The Amiga offered a huge range of experiences compared to consoles. In addition to playing games, we could make artwork in Deluxe Paint and script our own games, leading to a thriving demo scene. It was also overly complex and sometimes a pain in the ass – with some games throwing indecipherable error messages after you patiently waited for it to load. It was the perfect gateway to PC gaming.
When I had to juggle 12 floppy disks to play Monkey Island 2, I decided it was time to move on and switched to a Windows-based ‘Multimedia’ PC that came with a real hard drive! And a CD-ROM drive! And a floppy drive, of course. I couldn’t break the floppy habit back then.
This gave me access to games like Doom, Duke Nukem 3D, Quake, Command & Conquer, and Theme Hospital. And that was it. The damage was done, and I knew the life of a PC gamer was for me.
Lots of PCs, upgrades, Blue Screens of Death, RTS, FPS, RSI and various later Windows versions, and I’m still a PC gamer at heart. But I didn’t quite understand how deep my PC game (it’s a word) ran until I found the Razer X Fossil Gen 6 smartwatch on my desk and tapped my wrist.
fancy player
Look at him. It’s beautiful. It’s also hideous, corny, over the top… I love it.
I’ve actually been using the Gen 5 fossil a few years ago. It was my first smartwatch and it appealed to me because its rounded edges made it look more like a traditional watch (unlike the Apple Watch), and it would work with my Android smartphone (again, unlike the Apple Watch).
I really liked it, even if the battery life wasn’t brilliant, and sometimes it felt a little awkward when trying to charge. Still, it was great for quickly checking the time, jogging, alerting me to messages when my phone wasn’t around… oh, and telling the time.

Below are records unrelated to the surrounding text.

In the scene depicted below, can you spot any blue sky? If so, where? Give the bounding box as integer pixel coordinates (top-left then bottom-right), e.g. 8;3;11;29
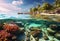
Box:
0;0;54;15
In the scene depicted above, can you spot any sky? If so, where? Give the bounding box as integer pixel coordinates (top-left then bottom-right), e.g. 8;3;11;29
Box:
0;0;54;15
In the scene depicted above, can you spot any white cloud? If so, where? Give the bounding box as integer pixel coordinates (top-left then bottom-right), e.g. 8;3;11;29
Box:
0;0;21;14
12;0;23;5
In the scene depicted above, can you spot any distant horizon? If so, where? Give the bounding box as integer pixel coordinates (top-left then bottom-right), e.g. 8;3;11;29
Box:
0;0;54;15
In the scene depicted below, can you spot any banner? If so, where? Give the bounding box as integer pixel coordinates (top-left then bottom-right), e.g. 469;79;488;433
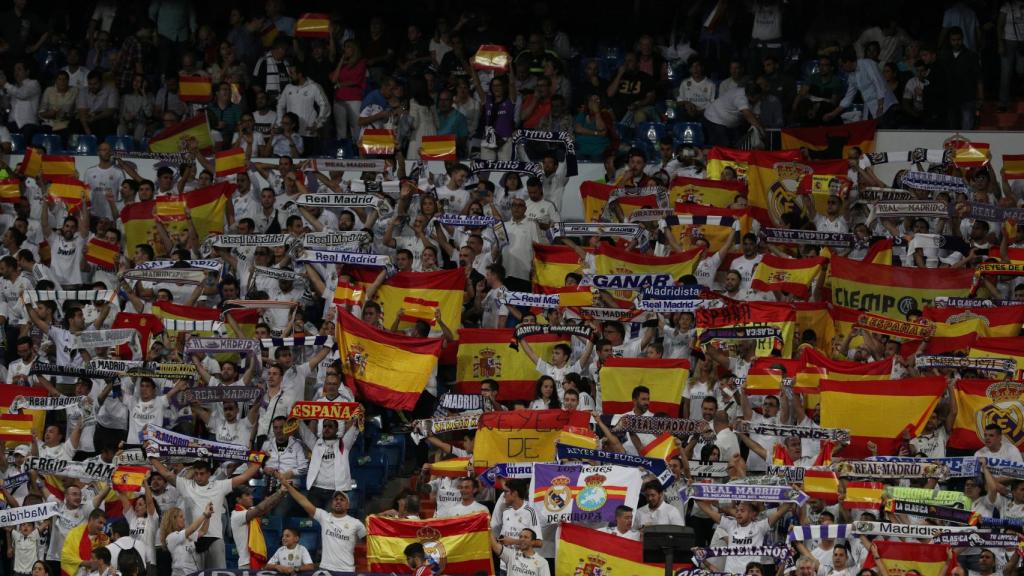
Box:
529;463;643;527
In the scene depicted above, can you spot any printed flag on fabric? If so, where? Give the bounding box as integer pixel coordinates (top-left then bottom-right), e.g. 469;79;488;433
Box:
529;463;642;527
669;176;746;208
555;523;665;576
295;12;331;38
150;111;213;153
782;120;879;155
367;512;494;574
819;376;946;458
455;328;568;402
473;410;591;474
751;254;827;299
949;378;1024;450
178;74;213;104
829;256;974;320
600;357;690;416
336;307;440;410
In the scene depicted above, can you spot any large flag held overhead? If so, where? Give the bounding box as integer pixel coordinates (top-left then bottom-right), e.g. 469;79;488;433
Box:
782;120;879;159
601;358;690;418
555;523;665;576
829;256;974;320
473;410;591;474
455;328;568;402
819;376;946;458
367;512;494;574
949;378;1024;450
336;309;444;410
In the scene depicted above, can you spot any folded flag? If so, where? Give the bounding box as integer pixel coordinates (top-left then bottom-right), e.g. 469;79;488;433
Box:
295;12;331;38
215;148;246;178
367;512;494;574
178;74;213;104
420;134;456;160
470;44;509;72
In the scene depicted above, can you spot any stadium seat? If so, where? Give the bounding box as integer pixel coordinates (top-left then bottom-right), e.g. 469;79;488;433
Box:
672;122;703;148
32;134;63;154
104;134;135;152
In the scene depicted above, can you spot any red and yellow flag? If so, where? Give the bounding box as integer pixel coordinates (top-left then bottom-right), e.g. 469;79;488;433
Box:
829;256;974;320
367;512;495;574
359;128;394;156
949;378;1024;450
337;307;440;410
782;120;879;159
85;238;121;270
455;328;568;402
819;376;946;458
215;148;246;178
150;111;213;153
43;154;78;180
295;12;331;38
420;134;457;160
601;358;690;412
470;44;509;72
751;254;826;299
554;522;665;576
669;176;746;208
178;74;213;104
473;410;591;474
0;178;22;204
46;176;89;213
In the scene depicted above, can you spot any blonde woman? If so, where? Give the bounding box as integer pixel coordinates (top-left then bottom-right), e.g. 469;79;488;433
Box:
160;502;213;576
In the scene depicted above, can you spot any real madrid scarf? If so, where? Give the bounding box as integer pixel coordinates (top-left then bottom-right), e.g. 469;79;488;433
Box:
512;130;580;177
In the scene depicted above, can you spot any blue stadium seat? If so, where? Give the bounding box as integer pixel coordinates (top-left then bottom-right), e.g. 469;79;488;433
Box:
672;122;703;148
32;133;63;154
10;134;25;154
104;134;135;152
68;134;97;156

I was perfectly happy with that, so when the Razer X Fossil Gen 6 smartwatch came out, I wasn’t all that interested. The Fossil Gen 6 didn’t feel like a big enough leap over the Gen 5 for me to upgrade, and I managed to convince myself that the Razer brand didn’t interest me, despite my desk being covered with several Razer products.
A few months later, though, I got my hands on one. Or should I have one in my hands? Anyway, the design that I had dismissed as ‘disgusting’ and ‘cheesy’ was, well… gross and cheesy. But it was, I realized, I. My taste is disgusting and corny, and it’s time I embraced that.

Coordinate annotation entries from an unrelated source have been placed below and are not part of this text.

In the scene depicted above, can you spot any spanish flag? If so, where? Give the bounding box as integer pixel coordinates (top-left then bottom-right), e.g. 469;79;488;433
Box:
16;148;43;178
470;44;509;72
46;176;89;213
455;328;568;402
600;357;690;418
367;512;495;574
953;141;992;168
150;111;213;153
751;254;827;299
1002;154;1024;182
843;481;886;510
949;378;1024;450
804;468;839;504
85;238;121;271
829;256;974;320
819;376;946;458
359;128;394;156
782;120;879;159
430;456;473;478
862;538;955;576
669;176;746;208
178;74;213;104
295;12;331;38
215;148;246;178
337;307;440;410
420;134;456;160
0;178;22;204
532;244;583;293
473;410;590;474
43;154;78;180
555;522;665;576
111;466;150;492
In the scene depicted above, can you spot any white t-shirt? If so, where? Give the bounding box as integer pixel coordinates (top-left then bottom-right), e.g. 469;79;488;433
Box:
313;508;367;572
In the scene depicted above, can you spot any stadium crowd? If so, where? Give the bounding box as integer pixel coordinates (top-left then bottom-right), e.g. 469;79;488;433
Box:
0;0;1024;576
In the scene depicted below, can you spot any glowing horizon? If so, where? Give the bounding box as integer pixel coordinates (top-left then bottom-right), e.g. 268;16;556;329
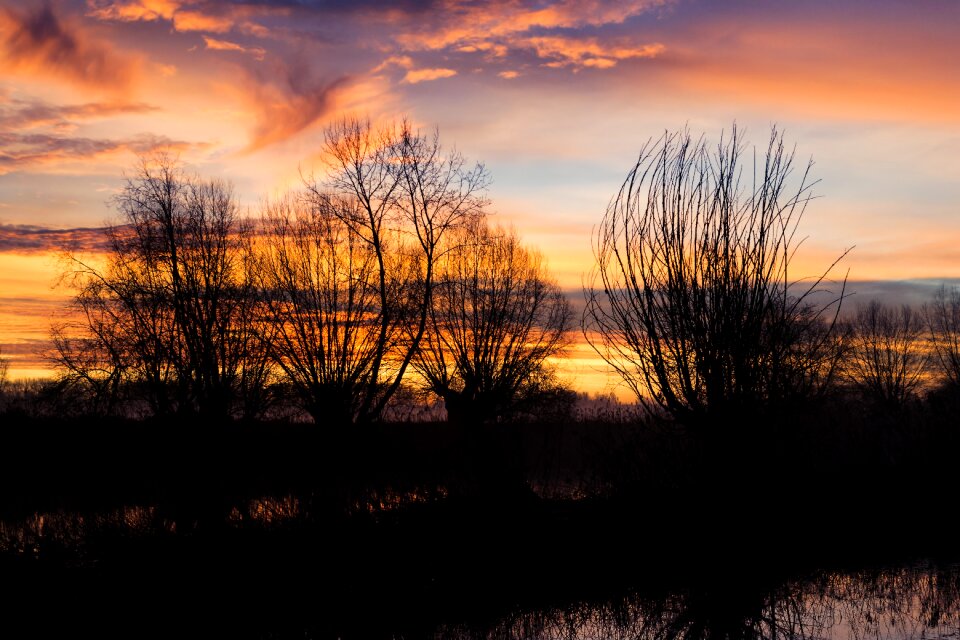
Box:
0;0;960;390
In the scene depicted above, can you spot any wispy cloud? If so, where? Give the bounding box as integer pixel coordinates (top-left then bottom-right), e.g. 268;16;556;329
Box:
0;132;202;175
394;0;669;68
0;223;107;254
403;68;457;84
0;4;139;89
0;99;158;131
203;36;267;60
244;60;348;152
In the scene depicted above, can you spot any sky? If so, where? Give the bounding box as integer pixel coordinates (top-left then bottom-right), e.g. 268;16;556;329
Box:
0;0;960;390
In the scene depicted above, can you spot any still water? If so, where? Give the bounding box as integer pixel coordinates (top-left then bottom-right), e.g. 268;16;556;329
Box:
0;494;960;640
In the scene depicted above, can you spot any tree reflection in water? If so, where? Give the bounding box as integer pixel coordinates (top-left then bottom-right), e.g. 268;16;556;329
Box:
436;565;960;640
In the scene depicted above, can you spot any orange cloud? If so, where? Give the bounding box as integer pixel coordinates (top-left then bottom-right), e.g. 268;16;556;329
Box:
203;36;267;60
243;68;346;152
87;0;180;22
173;11;233;33
87;0;290;38
397;0;669;50
522;36;666;69
0;5;139;89
403;69;457;84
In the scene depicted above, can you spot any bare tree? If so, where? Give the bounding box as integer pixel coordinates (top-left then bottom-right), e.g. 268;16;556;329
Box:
414;220;571;423
583;127;845;424
308;119;489;422
0;348;10;399
54;155;264;417
846;301;929;409
261;195;384;423
923;286;960;388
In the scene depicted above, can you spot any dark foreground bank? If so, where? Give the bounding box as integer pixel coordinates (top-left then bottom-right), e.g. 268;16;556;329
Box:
0;400;960;638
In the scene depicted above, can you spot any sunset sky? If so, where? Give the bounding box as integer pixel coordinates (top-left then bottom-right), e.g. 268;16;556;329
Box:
0;0;960;390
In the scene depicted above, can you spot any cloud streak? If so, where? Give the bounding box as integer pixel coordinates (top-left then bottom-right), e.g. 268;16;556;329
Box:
203;36;267;60
0;100;158;130
0;132;197;175
0;223;108;254
0;5;139;89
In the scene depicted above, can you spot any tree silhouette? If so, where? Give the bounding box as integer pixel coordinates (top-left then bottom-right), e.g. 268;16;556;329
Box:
583;127;843;424
260;194;386;424
923;286;960;388
414;220;571;423
845;301;929;409
54;155;267;418
308;119;489;422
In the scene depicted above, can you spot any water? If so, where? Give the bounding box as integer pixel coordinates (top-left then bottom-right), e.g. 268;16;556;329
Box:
0;500;960;640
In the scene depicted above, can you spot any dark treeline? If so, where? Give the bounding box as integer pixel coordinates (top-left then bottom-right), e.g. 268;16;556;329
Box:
33;120;571;425
0;121;960;590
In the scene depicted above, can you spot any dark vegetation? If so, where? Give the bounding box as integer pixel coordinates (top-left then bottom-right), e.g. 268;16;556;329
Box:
0;121;960;637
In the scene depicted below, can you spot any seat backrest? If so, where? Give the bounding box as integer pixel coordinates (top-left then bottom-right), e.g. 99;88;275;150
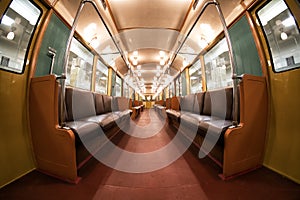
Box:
94;93;105;115
102;95;113;113
202;87;233;120
66;87;96;121
193;92;205;114
180;94;195;112
114;97;130;111
166;98;171;109
171;96;180;111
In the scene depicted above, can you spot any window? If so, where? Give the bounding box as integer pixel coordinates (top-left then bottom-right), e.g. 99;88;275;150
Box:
115;76;122;97
0;0;41;73
189;60;203;94
66;38;93;90
257;0;300;72
123;82;130;98
95;60;108;94
169;81;176;98
204;38;232;90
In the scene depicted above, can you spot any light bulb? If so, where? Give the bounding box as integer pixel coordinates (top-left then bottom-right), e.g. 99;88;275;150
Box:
280;32;287;40
6;31;15;40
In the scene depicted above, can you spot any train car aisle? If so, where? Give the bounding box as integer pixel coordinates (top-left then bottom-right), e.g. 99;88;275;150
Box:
0;109;300;200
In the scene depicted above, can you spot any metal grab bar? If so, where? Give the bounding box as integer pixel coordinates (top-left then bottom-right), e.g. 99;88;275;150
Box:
59;0;126;128
170;0;239;126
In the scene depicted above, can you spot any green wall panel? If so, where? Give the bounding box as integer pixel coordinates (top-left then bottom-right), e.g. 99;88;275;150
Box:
229;16;262;76
35;14;70;76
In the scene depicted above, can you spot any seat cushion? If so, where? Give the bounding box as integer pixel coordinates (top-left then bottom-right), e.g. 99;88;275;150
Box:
66;88;96;121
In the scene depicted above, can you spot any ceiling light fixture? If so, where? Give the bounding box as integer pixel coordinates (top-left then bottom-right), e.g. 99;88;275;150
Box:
280;32;288;40
6;31;15;40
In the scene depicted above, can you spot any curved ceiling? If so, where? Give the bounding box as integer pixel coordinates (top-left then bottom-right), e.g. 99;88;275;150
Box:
55;0;253;97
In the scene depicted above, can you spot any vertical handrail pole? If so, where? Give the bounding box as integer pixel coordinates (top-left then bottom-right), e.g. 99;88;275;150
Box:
214;0;239;126
59;0;87;128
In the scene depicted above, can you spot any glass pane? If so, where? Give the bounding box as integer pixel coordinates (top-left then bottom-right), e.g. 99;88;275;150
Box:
95;60;108;94
257;0;300;72
115;76;122;97
66;38;93;90
123;82;130;98
189;60;203;94
204;38;232;90
0;0;41;73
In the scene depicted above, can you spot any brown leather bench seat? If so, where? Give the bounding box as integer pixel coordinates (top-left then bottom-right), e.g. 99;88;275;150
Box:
66;87;132;165
166;87;233;162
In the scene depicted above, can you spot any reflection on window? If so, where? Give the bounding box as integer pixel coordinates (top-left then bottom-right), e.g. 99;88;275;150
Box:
0;0;41;73
115;76;122;97
189;60;203;94
169;81;176;98
95;60;108;94
123;82;131;98
257;0;300;72
66;38;93;90
175;76;181;96
204;38;232;90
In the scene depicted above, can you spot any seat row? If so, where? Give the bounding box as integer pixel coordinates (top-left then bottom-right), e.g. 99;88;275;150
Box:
29;75;136;183
155;74;268;179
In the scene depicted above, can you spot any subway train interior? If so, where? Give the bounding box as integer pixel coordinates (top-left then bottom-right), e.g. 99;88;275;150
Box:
0;0;300;199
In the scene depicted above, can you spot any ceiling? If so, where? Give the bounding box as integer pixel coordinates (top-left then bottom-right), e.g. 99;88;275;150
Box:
55;0;253;95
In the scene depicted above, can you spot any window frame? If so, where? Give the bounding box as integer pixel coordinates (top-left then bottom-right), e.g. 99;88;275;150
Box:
255;0;300;73
0;0;44;75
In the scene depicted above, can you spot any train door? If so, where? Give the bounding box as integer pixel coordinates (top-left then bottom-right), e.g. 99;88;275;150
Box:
253;0;300;183
0;0;45;188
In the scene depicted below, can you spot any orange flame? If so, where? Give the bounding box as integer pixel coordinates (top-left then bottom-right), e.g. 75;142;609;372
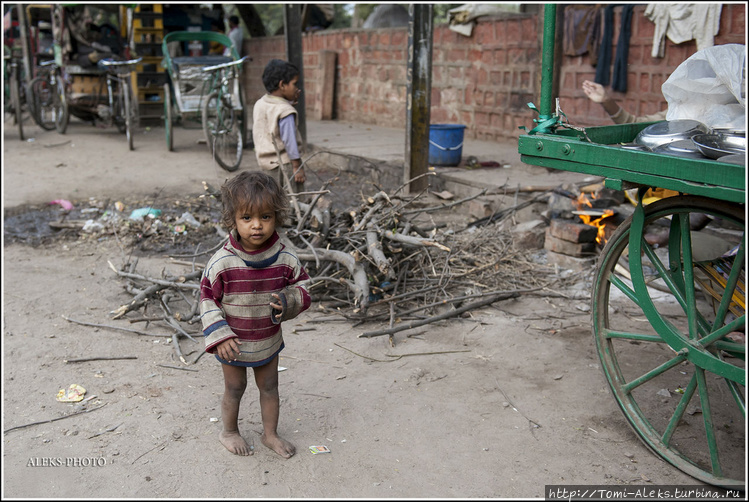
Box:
577;193;614;244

With my previous Fossil Gen 5 watch, I used a metal chain to pretend I was grown. However, the rubber strap of the Razer X Fossil Gen 6 felt much more comfortable. The fact that it comes with the word RAZER engraved on the buckle, and comes with an even more offensive look to the eyes light green strap was just the icing on this sick cake.

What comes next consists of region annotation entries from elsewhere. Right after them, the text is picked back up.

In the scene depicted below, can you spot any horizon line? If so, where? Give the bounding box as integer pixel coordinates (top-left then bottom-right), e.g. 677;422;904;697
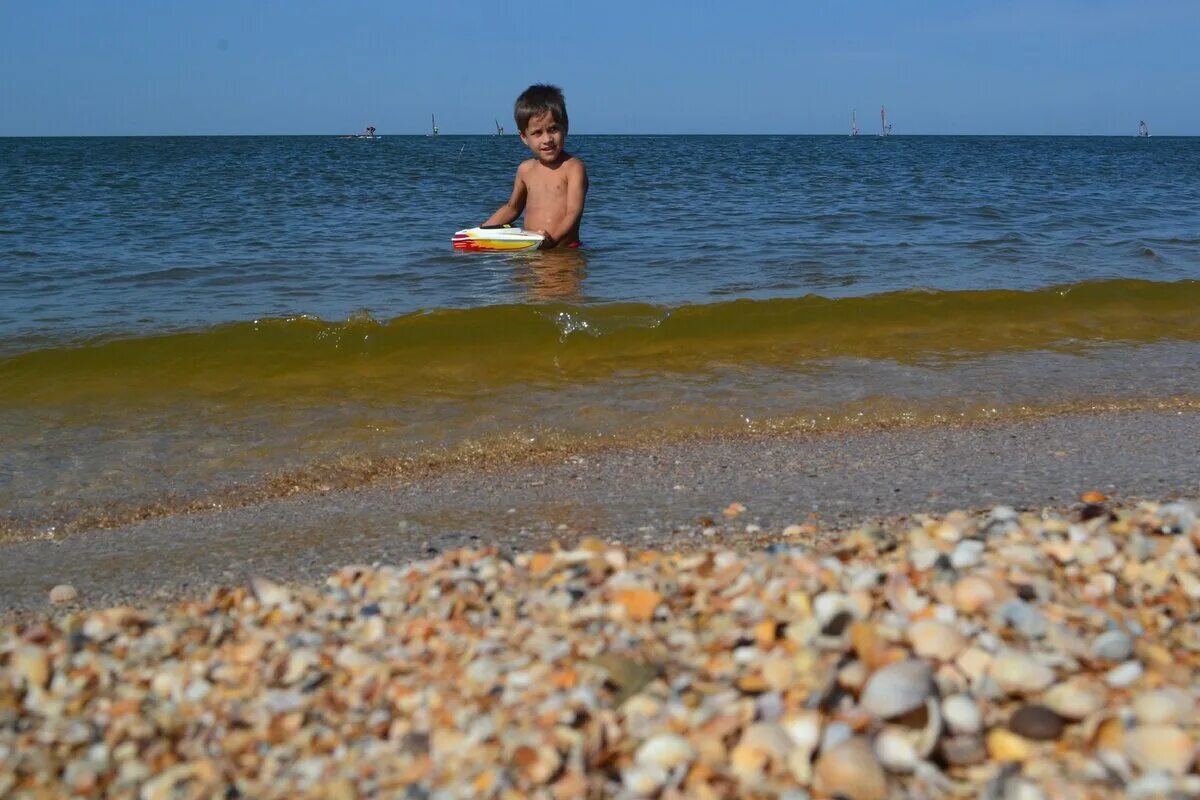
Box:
0;132;1200;139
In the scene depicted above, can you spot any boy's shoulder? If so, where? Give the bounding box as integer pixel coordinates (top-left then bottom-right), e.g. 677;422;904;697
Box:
517;156;587;174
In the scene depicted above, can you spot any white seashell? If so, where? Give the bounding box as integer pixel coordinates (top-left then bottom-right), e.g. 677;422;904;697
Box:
634;733;696;770
858;658;934;720
942;694;983;734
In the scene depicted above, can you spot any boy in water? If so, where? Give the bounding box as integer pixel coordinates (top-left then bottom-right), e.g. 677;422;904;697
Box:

The watch’s configurable faces range from minimalist to decadent, most of them with the Razer logo of course. There’s even a watch face called ‘RGB’ that emulates the – you guessed it – RGB lighting seen on more degenerate gaming rigs.
When I put it on my wrist I thought to myself am I really going to use an RGB clock? I looked around my desk, where my PC spewed out rainbow lights (which were now even brighter since I put in a damn RGB SSD there a few weeks ago). My keyboard, mouse, and gamepad throbbed like a dying clown’s heartbeat, and my headphones gleamed in the corner, finding increasingly offensive colors to mix in.
yeaI thought to myself. Yes, I will use an RGB clock.
You know why? Because I’m a PC gamer. ‘Subtle’ is not part of our vocabulary. Everything needs to be bigger, faster, more powerful and ideally brighter than an explosion in a Christmas decoration factory. Looking inside your PC case must be like opening the Ark of the Covenant. what’s the point of having RAM if it doesn’t come with enough RGB to melt your face? (Please don’t write, I really know what is the point of ram It’s).
After fully embracing my inner PC player, I opened up a box of Nanoleaf Shapes that I was thinking about putting in sometime and I put my wall up with them. Now my house was RGB enabled.
My wife hated it. But as I sat under the glow of a hundred flaming components and peripherals, my own rainbow constellation, I didn’t care. I went House.